Caroline, mère de "deux enfants majeurs encore à la maison, en âge de sortir", dit "craindre à chaque fois qu'ils sortent. Tout le monde n'a pas un téléphone portable ou une frontale pour s'éclairer".
"De plus, mon quartier, à proximité de la rue Chantecrit est gangrené par les dealers" assure-t-elle, rapportant également qu'une jeune fille "s'est également trouvée nez à nez avec un exhibitionniste...
Barbara, répondant également au message de pétition d'Amaëlle Fontaine, se dit "absolument révoltée par cette mesure. En 2024, on plonge les gens dans le noir et on s'étonnera des viols et agressions. Les chiffres n'ont pas changé ! Tout le monde n'a pas la force de porter plainte".
Notre droit, c'est de rentrer à la maison sans être terrifiée ! Ils n'ont qu'à faire éteindre les enseignes aux commerçants, installer des Leds et ne pas faire peser l'économie et l'écologie sur les riverains.
BarbaraSignataire de la pétition
"Rallumer quelques rues"
De son côté, Pierre Hurmic, le maire de Bordeaux, interrogé au sortir du conseil municipal ce 12 novembre, assure qu'il "entend certains retours", que la ville a déjà décidé de "rallumer quelques rues" Son équipe a "beaucoup consulté la police nationale pour savoir s'il y avait plus d'insécurité dans certaines rues éteintes que dans d'autres allumées", assure-t-il.

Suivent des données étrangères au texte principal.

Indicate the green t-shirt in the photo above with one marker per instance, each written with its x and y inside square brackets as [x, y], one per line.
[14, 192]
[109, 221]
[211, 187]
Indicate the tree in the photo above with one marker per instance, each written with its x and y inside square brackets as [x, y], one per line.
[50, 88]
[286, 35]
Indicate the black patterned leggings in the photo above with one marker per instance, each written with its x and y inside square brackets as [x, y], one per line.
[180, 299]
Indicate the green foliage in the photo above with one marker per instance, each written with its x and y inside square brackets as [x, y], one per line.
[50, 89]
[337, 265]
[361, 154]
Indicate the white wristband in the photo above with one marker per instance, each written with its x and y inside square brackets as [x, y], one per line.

Nous maintenons le principe du fait que toutes les rues de Bordeaux n'ont pas besoin d'être allumées pendant toutes les nuits
Pierre HurmicMaire de Bordeaux
"Il ne faut pas avoir une position dogmatique. Nous voulons tenir compte des remontées de terrain. Il faut être souple, pragmatique et reconnaître que, dans certaines rues, il faut rétablir l'électricité et nous le ferons", précise le maire.
Des alternatives ?
À Eysines près de Bordeaux, la commune de 24 000 habitants a mis en place un dispositif d’allumage à la demande via une application appelée "J'allume ma rue". Le principe est de localiser la personne et déclencher l’allumage des lampadaires au long de leur trajet jusqu’à leur arrivée.
L’installation du dispositif a coûté 75 000 euros à la ville d'Eysines pour adapter près de 4 000 lampadaires. Une mesure contraignante qui semble peu envisageable pour Bordeaux et qui nécessite, pour les passants, d'utiliser un portable et ne s'adresse pas véritablement à toute la population.
A défaut d'envisager une forme de couvre-feu pour les femmes, personnes âgées ou handicapées, passé une certaine heure , reste la possibilité de revoir cette démarche. Adopter un éclairage plus tamisé, avoir recours à des leds équipés de détecteurs de mouvements, permettant de restaurer la tranquillité des passants Bordelais entre 1h et 5 heures du matin... La balle est dans le camp des élus.